The nurse is talking with a client with stable angina who has a prescription for sublingual nitroglycerin. Which of the following statements by the client would require follow-up?
- A. I shall sit down if possible before taking this medication to prevent dizziness.
- B. I may experience flushing or a headache when taking this medication.
- C. I will avoid taking the medication with grapefruit juice.
Correct Answer: C
Rationale: Nitroglycerin is not contraindicated with grapefruit juice (C), indicating a misunderstanding. Sitting down (A) prevents falls from hypotension, and flushing/headache (B) are expected side effects, both correct.
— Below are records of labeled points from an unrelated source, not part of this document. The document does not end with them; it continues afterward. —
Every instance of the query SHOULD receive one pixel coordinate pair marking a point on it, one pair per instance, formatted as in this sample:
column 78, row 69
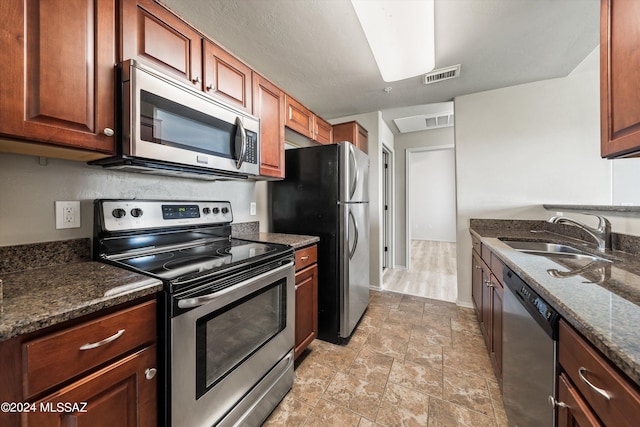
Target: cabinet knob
column 150, row 373
column 556, row 403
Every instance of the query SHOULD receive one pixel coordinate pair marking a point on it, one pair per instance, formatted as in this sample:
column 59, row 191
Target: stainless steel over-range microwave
column 168, row 128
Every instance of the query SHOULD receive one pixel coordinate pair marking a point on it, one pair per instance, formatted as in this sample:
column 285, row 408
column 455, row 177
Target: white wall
column 432, row 195
column 379, row 134
column 411, row 141
column 522, row 146
column 28, row 191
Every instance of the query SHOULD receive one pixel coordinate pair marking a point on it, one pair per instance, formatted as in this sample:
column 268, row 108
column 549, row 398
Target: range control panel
column 125, row 215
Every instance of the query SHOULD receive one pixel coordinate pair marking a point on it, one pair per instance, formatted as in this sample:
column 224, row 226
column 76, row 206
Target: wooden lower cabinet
column 595, row 385
column 99, row 371
column 573, row 410
column 118, row 395
column 487, row 293
column 306, row 328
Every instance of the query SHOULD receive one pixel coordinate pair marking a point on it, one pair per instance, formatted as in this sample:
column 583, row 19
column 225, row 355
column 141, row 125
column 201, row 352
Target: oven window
column 168, row 123
column 229, row 336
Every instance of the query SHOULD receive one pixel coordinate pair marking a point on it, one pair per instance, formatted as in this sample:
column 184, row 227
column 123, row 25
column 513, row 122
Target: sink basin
column 551, row 249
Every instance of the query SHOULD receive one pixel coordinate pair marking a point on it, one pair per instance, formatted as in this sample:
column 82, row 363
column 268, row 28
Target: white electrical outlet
column 67, row 214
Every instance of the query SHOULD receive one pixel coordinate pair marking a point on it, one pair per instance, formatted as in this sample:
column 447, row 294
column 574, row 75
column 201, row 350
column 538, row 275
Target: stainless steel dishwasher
column 530, row 331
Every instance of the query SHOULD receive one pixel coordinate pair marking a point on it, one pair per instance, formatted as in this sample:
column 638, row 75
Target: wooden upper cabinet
column 323, row 131
column 620, row 78
column 153, row 34
column 226, row 77
column 352, row 132
column 58, row 74
column 298, row 117
column 268, row 105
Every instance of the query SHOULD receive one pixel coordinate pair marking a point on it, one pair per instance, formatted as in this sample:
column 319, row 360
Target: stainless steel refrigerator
column 325, row 193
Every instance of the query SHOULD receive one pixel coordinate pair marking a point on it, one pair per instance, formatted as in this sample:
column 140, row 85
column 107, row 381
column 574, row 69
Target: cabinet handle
column 556, row 403
column 112, row 338
column 598, row 390
column 150, row 373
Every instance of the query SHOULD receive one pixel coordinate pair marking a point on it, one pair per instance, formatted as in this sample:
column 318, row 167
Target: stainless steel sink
column 551, row 249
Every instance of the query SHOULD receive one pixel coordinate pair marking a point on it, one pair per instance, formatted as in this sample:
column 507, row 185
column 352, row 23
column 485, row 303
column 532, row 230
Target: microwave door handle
column 241, row 142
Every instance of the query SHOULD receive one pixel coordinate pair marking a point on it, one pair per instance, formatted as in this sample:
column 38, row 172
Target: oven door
column 165, row 121
column 225, row 343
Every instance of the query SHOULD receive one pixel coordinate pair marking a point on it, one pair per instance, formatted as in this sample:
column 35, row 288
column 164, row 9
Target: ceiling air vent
column 442, row 74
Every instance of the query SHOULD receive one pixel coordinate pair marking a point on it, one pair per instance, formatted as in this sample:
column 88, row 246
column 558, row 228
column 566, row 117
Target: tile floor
column 432, row 274
column 412, row 361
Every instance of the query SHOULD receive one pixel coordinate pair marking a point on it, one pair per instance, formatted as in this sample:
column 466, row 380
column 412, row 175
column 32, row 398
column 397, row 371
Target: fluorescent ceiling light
column 400, row 34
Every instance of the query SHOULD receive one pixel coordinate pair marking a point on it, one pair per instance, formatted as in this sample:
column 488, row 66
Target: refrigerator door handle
column 352, row 250
column 353, row 166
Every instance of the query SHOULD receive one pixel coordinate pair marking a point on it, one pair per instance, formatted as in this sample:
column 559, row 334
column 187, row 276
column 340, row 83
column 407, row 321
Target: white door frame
column 389, row 191
column 407, row 198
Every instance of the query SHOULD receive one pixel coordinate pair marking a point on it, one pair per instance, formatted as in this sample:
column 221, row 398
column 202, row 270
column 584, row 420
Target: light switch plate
column 67, row 214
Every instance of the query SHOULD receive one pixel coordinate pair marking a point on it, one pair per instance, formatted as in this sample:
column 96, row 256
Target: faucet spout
column 601, row 233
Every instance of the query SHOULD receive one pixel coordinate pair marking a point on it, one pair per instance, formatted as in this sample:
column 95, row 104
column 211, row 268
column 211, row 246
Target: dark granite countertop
column 601, row 300
column 40, row 297
column 296, row 240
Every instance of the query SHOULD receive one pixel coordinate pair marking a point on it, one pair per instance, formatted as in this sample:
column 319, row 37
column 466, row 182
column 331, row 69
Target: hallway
column 411, row 362
column 432, row 275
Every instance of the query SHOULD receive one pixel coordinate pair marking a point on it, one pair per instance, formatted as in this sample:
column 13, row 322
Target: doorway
column 387, row 209
column 430, row 225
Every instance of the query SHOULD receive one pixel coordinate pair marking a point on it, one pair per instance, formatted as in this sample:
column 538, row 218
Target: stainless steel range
column 227, row 318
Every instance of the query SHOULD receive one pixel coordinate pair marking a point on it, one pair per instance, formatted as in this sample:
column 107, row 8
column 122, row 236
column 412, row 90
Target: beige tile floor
column 412, row 361
column 432, row 273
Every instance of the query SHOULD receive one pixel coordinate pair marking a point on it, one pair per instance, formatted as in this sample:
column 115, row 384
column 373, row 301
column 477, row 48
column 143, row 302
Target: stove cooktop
column 190, row 263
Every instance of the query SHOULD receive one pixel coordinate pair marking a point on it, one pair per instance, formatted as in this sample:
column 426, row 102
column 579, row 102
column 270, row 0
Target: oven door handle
column 204, row 299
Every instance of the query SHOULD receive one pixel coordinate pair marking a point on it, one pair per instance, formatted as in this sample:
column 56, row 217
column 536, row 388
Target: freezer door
column 354, row 174
column 354, row 292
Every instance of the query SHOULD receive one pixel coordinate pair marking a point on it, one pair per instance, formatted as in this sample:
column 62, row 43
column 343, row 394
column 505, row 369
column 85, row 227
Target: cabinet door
column 226, row 77
column 155, row 35
column 362, row 138
column 118, row 395
column 268, row 105
column 573, row 411
column 298, row 117
column 323, row 131
column 306, row 308
column 57, row 71
column 619, row 77
column 476, row 283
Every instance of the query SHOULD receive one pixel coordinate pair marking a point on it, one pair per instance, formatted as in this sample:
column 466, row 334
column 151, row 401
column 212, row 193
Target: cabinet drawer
column 306, row 256
column 57, row 357
column 584, row 364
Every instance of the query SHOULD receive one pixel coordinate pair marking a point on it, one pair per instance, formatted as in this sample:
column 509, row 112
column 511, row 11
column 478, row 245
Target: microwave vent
column 442, row 74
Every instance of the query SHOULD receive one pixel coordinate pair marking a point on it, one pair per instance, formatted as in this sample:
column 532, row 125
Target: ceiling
column 316, row 51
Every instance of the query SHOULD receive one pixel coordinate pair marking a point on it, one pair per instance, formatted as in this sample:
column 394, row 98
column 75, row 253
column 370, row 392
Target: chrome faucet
column 602, row 233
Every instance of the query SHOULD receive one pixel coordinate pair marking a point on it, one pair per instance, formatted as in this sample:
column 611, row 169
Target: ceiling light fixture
column 400, row 34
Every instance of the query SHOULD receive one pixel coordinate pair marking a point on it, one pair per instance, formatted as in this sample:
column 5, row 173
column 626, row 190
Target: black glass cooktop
column 202, row 260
The nurse is caring for a client with schizophrenia who is experiencing visual hallucinations. The client states, 'There is a bad person standing in my room.' Which of the following responses would be most appropriate for the nurse to make?
- A. Your illness is making you experience visual hallucinations.'
- B. I know you are frightened, but I do not see anyone in your room.'
- C. Do not worry. I will give you medication that will make the bad person go away.'
- D. We will go into the dayroom and play a game. I know you like to play board games.'
Correct Answer: B
Rationale: When addressing hallucinations, the nurse should acknowledge the client’s fear while gently reinforcing reality. Response B validates the client’s emotions and clarifies that the nurse does not see the hallucination, maintaining trust without reinforcing the delusion. Labeling the hallucination as part of the illness (A) may confuse or alienate the client. Promising medication will resolve it (C) oversimplifies treatment, and distracting with games (D) dismisses the client’s distress.